DVR (What the Hell Will I Do With All This Time?)
[write something clever here]
[or not]
[apparently, I got a DVR and it's taking up all my spare time!]
[damn]
1.19.2005Ideas Vs. Time
In the midst of our move-o-rama chaos the past few weeks, I've had several good bloglet ideas - things I would have written about given a more "normal" daily pattern - and it's kind of frustrating to have let them slip by. It's still a strange experience, this blog authorship thing; I enjoy posting a few times a week (or as the writers say, having posted!). But at the same time, I hate it when what comes to mind is dull, reactive, or just a daily tally of how the hell I was feeling just then. (I'll thank you for not paying too much attention to the recursiveness of that last statement).
I also regret lost ideas - the ones I have in the shower, or as I'm just about to go unconscious at night, or on the drive in to work... sometimes, they're fully formed down to the exact wording, and it seems sad for them to be that fleeting and not get captured here. But then, what's the value of an idea? Certainly, it's something - good ideas have changed history, made millions, imposed meaning - but in another sense maybe they're worthless without the follow through to record them or actually do something with them? This is a recurring question for me, particulary because of the decision making processes that happen in the clay studio. Cindy and I talk about the artistic thoughts that get away, and wonder if they'll resurface later, or morph into something else. If not, does it mean they weren't that good to start with, like the inflated manic ideas that come at 3 am and are indecipherable the next day? Maybe it's a question of filters; waking consciousness imposes one set of standards, while a caffinated morning high or afternoon mood slump creates others. (It's no surprise that most of my posts come before noon!). Are there ever really good ideas that get lost, or did they just seem good from the relative perspective of the moment?
I wonder too about the impulse to archive, fleeting attempts to capture and record what happens within one's head. Surely most writers have this urge; I've thought for a while now that making pots is a way of capturing a moment, but in a medium more durable than time. But in the end, it's all dust, right? Should we let that influence us, either to try harder or to give up altogether?
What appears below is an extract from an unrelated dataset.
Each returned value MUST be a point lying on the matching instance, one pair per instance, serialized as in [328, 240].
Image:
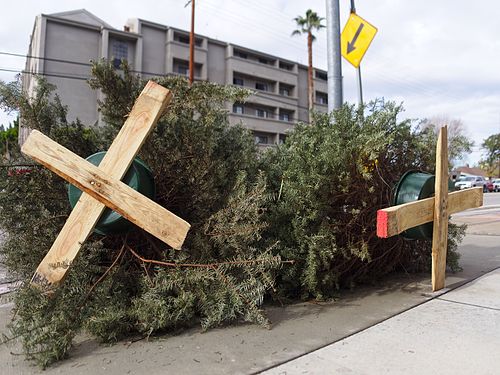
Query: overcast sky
[440, 57]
1.13.2005I Think I Move Me
Good Lordy, why the hell do we have so much stuff?
1.03.2005Entertaining Thoughts of a New Year
I'll start the new year off with some serious, soulful commentary on the state of the universe and my humble place within it:
It appears that our old nemesis, Blockbuster Inc., has given up on the late fees business model. Now that's what I like to see! Game on. In our DVD home rental watch, Netflix is down to an intro price of $17 per month, with BB and Walmart offering competition around $15. This is good for us, the TV nation of junkies, who just want to be distracted a few nights a week for a low price.
In unrelated, but seemingly related, news, I'm savoring the irony of the fact that we're finally going off dial-up at home in favor of DSL... and we had to move 10 miles from town into the country to do it. Maybe it's just an Indiana thing, but this is weird, weird, weird. And then there's no cable service, so we're switching to satellite for the first time, and on the face of it you seem to get more stuff for the same price there too. (Ahem... DVR service for $5/month? Sign me up!)
So: there's more media access in the physical hinterlands. Who knew? I feel like I'm moving into a William Gibson novel.